И лёг на свою кровать.
Ноги ослабли, пятки опустились едва не до пола и тапочки, шлепками, один за другим упали.
— Вот, — заметил третий сосед. — Вот ведь как народ травят. Точно знаю, что травят. Я об этом письмо в газету писал. И на радио тоже. И Путину много раз звонил.
— И что тебе сказал? — насмешливо спросил Михаил.
— Сказал, что его тоже травят, — ответил третий сосед. — Порошок в суп сыпят… Он сам видел, да говорить стесняется…
— Вот оно как… — задумчиво потянул Михаил. — Мне-то всё равно… Отравят — другой кто будет.
— И его отравят! — убеждённо заявил третий сосед. — Всех отравят! Точно говорю — когда-нибудь всех отравят!
— И у меня вот голова месяц уже как болит, — заметил Михаил.
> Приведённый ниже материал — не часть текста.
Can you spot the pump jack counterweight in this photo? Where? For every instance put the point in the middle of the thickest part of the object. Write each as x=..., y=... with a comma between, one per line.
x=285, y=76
— Эй, Игорь! — позвал меня Фёдор. — Ты как там?
— Нормально, — ответил я. — Голова только кружится.
— Так ты как? — спросил Фёдор. — Жаловаться будешь на меня?
— Ну, если надо…
— Надо! — убеждённо сказал Фёдор.
— Тогда буду, — ответил я.
«Всех отравят…»
Странно, но эта мысль отчего-то крепко засела мне в голову.
«Всех… Почему всех? Зачем всех?»
«Это потому, — раздался вдруг скрипучий, никогда прежде не слышанный мною голос. — Это потому… это потому… Что!»
— Вот и хорошо, — сказал радостно Фёдор. — Тебя ведь точно выпустят… Точно скоро! Да тебя никто и не держит. Кто тебя держать будет? Государству-то копеечку тратить… А, хочешь, я тебе тайну открою?
— Фёдор, заебал ты со своим тайнами, — устало заметил третий сосед.
Он встал (кровать скрипнула), тяжело вздохнул и, шаркая тапочками по полу, побрёл. Должно быть, и ему стало плохо. Или он просто захотел спать.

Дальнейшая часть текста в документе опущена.